"I want the BCS - and IT generally - to reflect more accurately the world we live in. I want more women and ethnic minorities to enter the profession and then join the BCS. I want to lower the average age of the membership by attracting more people in their 20s and 30s."
His year as president will continue the massive programme of change that is moving the society towards his goals. It began with a fundamental review of its structure, qualifications and role.
"This is no longer a sleepy little membership recruitment organisation," Ivinson says.
BCS finances have been boosted in recent years by growing demand from members and non-members for the society's independent qualifications: certificates and diplomas managed by the BCS Information Systems Examinations Board, the BCS Professional Examination, and the European Computer Driving Licence IT skills qualification. This success has provided the foundation for the current investment in the Web.
"The BCS will become increasingly Web-centric, with the site being the hub of our information and communications with all," Ivinson says.
After the first phase of the Web programme the 39,000 members can update their records and join discussion groups, among other things; future facilities will range from seminar bookings to the generation and presentation of content matching people's interests, all accessed through a single log-on that recognises individuals' interests and rights to different facilities and types of information.

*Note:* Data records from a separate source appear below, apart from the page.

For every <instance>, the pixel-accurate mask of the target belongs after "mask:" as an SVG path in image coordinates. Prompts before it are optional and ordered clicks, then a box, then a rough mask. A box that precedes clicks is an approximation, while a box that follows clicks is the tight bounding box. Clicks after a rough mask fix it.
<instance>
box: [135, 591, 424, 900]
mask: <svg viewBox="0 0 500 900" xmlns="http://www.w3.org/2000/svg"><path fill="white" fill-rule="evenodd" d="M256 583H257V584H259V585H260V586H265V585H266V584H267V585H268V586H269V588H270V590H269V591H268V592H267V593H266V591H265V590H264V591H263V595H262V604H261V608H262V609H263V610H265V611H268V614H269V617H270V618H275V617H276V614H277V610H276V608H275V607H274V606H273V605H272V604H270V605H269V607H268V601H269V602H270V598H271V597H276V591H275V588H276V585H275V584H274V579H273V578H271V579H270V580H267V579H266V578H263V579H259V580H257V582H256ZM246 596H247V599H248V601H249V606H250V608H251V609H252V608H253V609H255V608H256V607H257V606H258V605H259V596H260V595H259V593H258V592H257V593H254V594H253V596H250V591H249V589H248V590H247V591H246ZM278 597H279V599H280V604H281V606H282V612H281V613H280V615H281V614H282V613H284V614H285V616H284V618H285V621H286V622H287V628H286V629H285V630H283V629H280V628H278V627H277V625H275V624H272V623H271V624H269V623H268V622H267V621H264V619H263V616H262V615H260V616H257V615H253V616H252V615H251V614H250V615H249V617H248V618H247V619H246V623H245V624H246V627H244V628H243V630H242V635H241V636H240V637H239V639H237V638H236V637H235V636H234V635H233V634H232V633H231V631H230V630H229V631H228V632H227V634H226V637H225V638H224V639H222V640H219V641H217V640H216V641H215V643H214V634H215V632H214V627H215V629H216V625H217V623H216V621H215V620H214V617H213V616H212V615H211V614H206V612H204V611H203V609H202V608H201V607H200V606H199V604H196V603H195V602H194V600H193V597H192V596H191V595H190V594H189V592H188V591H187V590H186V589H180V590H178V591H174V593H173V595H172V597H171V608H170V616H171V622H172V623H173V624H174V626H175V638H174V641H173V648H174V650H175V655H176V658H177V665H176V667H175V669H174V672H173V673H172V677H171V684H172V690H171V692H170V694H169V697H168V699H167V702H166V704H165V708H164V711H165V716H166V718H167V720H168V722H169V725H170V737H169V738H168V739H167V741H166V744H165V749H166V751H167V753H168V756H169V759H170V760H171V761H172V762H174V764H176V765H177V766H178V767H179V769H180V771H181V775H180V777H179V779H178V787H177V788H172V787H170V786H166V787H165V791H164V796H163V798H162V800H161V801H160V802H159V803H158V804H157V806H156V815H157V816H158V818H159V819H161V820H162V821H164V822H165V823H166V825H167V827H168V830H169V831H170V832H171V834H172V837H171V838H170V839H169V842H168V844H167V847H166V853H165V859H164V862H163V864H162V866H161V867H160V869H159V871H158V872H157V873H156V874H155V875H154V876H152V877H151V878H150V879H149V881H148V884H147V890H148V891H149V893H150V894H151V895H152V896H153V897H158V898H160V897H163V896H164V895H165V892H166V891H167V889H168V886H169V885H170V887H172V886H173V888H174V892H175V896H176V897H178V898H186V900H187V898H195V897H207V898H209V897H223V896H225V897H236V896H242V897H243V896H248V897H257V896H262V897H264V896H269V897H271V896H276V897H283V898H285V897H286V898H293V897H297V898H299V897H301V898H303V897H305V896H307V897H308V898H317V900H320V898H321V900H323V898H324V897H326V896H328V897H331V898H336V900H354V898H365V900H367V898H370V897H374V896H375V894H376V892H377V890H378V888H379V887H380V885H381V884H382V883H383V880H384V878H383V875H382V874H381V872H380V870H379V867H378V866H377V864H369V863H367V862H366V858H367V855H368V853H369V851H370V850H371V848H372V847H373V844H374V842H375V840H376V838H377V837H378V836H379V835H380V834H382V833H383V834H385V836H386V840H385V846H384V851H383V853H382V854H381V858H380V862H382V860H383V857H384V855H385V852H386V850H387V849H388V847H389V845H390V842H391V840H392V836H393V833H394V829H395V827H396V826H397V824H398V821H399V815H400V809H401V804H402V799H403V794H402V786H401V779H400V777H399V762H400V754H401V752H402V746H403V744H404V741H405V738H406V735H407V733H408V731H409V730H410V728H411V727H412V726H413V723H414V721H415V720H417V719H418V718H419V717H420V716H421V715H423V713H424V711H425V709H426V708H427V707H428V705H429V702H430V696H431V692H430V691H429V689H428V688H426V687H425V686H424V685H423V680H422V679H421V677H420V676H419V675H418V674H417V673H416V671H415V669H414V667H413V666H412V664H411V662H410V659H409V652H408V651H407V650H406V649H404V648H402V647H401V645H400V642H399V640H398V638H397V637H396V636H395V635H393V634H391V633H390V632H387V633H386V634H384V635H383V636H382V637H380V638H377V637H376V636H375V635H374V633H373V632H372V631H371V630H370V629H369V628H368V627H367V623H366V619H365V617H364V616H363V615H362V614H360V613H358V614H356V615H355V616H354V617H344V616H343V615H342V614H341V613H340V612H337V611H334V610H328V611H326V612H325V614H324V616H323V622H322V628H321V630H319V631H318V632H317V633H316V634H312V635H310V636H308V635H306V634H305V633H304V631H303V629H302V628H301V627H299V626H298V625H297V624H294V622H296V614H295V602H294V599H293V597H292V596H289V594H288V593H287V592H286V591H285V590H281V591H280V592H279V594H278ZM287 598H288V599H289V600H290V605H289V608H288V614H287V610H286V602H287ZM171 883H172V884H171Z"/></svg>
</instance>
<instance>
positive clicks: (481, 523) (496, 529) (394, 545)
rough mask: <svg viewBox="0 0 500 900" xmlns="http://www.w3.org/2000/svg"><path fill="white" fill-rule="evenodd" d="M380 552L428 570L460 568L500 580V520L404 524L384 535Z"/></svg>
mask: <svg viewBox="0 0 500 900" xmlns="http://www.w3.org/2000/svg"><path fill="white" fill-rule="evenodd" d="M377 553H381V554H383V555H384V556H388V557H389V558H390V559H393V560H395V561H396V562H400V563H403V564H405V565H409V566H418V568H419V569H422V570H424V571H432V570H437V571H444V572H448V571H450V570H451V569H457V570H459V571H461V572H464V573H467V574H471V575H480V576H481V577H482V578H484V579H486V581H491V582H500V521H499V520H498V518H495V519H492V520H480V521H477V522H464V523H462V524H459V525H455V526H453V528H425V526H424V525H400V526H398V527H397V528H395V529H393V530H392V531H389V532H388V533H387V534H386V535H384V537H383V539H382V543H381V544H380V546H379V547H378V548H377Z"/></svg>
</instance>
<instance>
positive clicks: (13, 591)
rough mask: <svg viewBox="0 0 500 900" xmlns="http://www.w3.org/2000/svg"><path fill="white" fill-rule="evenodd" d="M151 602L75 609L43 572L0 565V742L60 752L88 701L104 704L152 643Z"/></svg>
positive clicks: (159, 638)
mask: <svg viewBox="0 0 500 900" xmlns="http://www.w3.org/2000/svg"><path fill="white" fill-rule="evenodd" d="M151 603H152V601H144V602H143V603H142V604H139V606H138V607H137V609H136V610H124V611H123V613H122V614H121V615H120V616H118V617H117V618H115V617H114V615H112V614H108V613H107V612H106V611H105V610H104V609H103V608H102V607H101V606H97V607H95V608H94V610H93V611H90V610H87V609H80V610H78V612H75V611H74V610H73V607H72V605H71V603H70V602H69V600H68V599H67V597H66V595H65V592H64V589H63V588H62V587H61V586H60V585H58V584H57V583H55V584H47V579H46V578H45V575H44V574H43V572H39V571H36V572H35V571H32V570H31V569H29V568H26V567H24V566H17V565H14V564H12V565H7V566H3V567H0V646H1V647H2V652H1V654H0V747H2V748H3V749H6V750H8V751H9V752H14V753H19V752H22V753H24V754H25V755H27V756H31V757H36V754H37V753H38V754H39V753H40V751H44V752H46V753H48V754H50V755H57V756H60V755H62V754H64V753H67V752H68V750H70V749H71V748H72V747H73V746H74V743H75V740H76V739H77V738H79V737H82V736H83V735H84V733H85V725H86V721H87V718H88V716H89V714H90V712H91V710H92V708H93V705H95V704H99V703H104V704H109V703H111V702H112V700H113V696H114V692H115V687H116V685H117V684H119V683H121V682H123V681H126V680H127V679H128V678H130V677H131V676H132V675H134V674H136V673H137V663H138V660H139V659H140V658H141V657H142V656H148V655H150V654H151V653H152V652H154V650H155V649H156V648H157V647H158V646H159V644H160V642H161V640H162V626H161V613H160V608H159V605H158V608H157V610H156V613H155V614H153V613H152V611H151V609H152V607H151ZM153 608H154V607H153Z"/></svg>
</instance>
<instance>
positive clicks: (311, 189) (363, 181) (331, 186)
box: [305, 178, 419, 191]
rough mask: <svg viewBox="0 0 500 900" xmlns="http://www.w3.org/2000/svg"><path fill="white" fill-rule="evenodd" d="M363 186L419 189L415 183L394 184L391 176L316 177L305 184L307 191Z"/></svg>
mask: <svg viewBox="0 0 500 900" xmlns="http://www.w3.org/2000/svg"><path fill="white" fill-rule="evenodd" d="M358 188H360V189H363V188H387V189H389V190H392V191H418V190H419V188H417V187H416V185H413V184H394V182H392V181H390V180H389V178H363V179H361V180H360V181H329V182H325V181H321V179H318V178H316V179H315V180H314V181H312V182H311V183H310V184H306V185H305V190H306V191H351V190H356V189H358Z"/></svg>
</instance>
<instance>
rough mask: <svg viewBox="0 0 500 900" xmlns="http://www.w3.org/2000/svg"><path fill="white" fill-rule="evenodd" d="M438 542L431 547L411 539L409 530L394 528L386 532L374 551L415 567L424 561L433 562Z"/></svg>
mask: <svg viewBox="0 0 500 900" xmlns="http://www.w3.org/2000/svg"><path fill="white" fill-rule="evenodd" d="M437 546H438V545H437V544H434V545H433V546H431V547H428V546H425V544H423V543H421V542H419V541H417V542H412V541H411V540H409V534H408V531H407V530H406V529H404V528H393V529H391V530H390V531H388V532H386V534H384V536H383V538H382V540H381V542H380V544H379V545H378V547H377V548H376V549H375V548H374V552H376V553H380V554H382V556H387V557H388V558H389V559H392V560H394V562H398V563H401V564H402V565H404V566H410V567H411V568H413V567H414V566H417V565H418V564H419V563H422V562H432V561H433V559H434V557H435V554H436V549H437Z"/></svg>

His presidency is likely to see in proposals to attract more people into the professional membership grades by making them simpler to achieve, without sacrificing professional standards.
Ivinson knows that not everything will be achieved in just the 12 months of his presidency, but he aims to lay the foundations for many of the activities for subsequent presidents to follow and complete.
"I'd like to see more specialist groups in new areas, especially in the media and entertainment fields, more people joining the new forums, more non-IT practitioners taking part - for example, non-IT directors joining our Management Forum," he says. "I want new products and services."
He concludes, "Our long-term strategy should be to support and provide our services and products to the global IT professional community in order to grab the high ground and promote the fact that the BCS is the world's leading professional computer society."